I am sure that some of my close horticulture friends tire of me singing the praise of Helleborus x ericsmithii. Frankly, I do not care. If they would only buy this phenomenal floristic spring blooming beauty, they too would be converted to “Ericsmithii enthusiasm.”
Where do I start the praise? First, they are floriferous beyond belief. The number of blooms per plant is truly remarkable.
The floriferous nature of the plant resides in the fact that it is sterile. The flowers are not fertile and do not set seeds. This allows the plant to spend much more time on being beautiful.
The second desirable trait is flower orientation. They hold their flowers above the foliage, facing up and out. Many of Helleborus x hybridus hang their heads down, requiring you kneel to truly enjoy their flowers.
The foliage is also outstanding, always clean and healthy. Unlike the H.x hybridus, there is often very little annual removal of the previous years foliage. Only the occasional dead or torn leaf needs attention.
Helleborus x ericsmithii has a slightly complicated parentage. Helleborus niger was crossed with Helleborus x sternii. Helleborus x sternii is a cross between Helleborus argutifolius and Helleborus lividus.
The variation in Ericsmithii cultivars is minor. White, cream and pink colored blossoms often fading to pink with varying levels of leaf color, leaf venation and stem color account for most of this variation.
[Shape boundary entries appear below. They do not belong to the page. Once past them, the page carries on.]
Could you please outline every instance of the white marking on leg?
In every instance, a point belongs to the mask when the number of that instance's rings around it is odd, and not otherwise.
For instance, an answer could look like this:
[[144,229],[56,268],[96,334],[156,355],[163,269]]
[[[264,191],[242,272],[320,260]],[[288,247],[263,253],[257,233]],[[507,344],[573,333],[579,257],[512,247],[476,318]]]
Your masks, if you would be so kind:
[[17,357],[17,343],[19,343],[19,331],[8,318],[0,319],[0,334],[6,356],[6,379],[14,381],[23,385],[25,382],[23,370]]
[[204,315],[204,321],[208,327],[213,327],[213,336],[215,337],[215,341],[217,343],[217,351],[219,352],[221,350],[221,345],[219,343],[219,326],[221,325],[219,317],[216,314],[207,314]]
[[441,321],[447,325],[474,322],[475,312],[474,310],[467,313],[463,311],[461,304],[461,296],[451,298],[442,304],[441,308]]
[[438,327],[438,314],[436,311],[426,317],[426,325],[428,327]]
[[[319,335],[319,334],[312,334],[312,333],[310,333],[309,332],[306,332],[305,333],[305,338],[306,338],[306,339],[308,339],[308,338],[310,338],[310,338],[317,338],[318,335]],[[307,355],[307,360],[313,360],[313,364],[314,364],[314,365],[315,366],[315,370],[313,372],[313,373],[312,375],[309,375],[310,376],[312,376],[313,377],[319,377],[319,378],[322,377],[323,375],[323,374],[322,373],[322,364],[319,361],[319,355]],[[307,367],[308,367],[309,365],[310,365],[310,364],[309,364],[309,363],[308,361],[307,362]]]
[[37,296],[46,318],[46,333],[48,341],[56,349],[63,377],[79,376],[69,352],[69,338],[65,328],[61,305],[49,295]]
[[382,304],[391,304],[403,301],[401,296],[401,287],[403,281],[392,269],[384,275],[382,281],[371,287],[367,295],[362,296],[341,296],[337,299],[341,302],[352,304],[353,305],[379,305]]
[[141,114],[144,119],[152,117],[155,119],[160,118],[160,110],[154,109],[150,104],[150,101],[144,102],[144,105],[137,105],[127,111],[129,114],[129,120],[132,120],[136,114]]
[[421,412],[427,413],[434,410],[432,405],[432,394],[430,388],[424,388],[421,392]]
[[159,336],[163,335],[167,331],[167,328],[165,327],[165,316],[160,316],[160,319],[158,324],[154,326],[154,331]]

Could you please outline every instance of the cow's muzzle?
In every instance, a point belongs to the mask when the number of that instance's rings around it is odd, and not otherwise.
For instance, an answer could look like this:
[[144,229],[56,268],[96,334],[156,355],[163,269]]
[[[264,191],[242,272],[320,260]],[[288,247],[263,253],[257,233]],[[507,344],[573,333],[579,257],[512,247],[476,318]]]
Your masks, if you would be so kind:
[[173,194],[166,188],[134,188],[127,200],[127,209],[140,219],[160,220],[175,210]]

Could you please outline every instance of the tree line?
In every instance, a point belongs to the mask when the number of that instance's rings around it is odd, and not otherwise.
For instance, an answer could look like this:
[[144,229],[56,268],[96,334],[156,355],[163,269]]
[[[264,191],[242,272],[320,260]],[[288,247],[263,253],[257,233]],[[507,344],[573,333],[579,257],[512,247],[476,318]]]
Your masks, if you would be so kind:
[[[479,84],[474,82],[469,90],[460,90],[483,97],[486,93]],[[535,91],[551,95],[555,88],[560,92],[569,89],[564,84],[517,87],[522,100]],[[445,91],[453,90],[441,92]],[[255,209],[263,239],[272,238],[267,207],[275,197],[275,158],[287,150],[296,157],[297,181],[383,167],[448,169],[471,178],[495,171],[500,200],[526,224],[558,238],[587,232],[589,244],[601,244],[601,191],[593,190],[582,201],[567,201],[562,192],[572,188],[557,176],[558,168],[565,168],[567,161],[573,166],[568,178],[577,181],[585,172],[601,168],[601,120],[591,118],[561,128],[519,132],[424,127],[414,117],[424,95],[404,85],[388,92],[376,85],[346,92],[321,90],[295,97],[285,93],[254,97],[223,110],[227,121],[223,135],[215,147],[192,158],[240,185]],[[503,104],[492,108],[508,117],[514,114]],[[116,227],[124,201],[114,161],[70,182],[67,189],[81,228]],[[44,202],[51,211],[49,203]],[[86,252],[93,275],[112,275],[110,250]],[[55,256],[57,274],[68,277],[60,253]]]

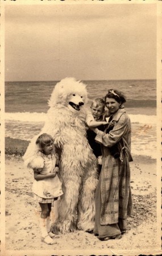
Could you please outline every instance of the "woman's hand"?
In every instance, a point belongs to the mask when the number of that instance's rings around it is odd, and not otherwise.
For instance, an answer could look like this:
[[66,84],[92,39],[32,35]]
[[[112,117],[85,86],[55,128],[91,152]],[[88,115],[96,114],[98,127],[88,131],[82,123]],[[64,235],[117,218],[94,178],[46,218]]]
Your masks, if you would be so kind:
[[98,131],[99,131],[98,129],[96,128],[96,127],[91,127],[90,130],[93,131],[95,133],[96,133],[96,134],[97,134]]
[[56,174],[56,173],[59,173],[59,169],[57,166],[55,167],[55,168],[53,170],[53,173],[55,173]]

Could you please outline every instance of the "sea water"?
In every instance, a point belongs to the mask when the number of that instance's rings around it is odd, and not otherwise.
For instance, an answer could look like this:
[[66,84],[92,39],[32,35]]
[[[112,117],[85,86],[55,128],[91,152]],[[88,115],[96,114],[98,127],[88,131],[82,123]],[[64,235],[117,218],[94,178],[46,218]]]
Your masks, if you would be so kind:
[[[156,80],[83,81],[89,107],[95,98],[110,89],[122,91],[132,122],[132,153],[156,158]],[[57,81],[5,82],[5,136],[30,141],[43,127],[48,101]]]

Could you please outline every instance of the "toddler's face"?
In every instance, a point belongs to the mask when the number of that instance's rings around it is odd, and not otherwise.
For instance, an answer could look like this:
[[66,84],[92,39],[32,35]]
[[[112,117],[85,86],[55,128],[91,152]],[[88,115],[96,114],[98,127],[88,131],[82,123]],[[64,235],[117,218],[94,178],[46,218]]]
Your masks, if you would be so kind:
[[96,106],[97,104],[93,103],[90,107],[91,113],[94,118],[99,117],[104,112],[104,107],[102,106]]
[[47,144],[43,148],[43,153],[45,155],[49,155],[53,150],[53,142],[51,142],[48,144]]

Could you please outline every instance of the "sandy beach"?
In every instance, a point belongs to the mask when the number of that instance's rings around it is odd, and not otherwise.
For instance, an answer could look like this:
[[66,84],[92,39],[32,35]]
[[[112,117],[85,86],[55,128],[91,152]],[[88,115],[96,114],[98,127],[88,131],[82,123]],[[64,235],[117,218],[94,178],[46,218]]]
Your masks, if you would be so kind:
[[[6,139],[6,255],[157,255],[160,237],[157,234],[156,161],[133,156],[130,163],[134,214],[128,230],[119,240],[100,241],[82,231],[60,235],[56,243],[41,242],[39,207],[31,191],[32,170],[24,167],[21,156],[28,142]],[[55,216],[53,209],[51,221]],[[27,253],[27,252],[28,252]]]

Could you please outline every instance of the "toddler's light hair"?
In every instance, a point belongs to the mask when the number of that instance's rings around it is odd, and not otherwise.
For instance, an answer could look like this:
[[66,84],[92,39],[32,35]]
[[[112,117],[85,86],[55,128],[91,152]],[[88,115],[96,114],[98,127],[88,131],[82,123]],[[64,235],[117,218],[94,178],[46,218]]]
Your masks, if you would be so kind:
[[45,145],[53,142],[53,139],[49,134],[43,133],[37,138],[36,144],[39,146],[40,150],[43,150]]
[[96,99],[94,99],[92,102],[92,107],[93,104],[96,105],[96,107],[98,107],[99,106],[102,106],[102,107],[103,107],[103,110],[105,109],[105,101],[102,98],[97,98]]

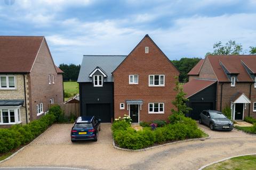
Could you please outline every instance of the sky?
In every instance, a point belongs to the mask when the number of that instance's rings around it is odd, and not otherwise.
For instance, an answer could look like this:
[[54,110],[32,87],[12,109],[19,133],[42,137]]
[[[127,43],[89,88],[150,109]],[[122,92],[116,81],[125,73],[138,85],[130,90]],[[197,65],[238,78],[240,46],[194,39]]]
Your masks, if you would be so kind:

Until recently H.x Ericsmithii has been hard to find locally. Ivory Prince was often our only option. Last spring I started seeing more variety in the finer garden stores in our area. Pipkins Market and Greenfield Plant Farm would a good place to start you search in Cincinnati. Just a few weeks ago Lowe’s Home Improvement had a big rack of the variety “Winter Bliss”. Mail order is still going to offer the best variety. Pine Knot Farms and Fraser’s Thimble Farms have an excellent selection.
So go out and make the effort to find these plants. Stunning sterile flower power at its best.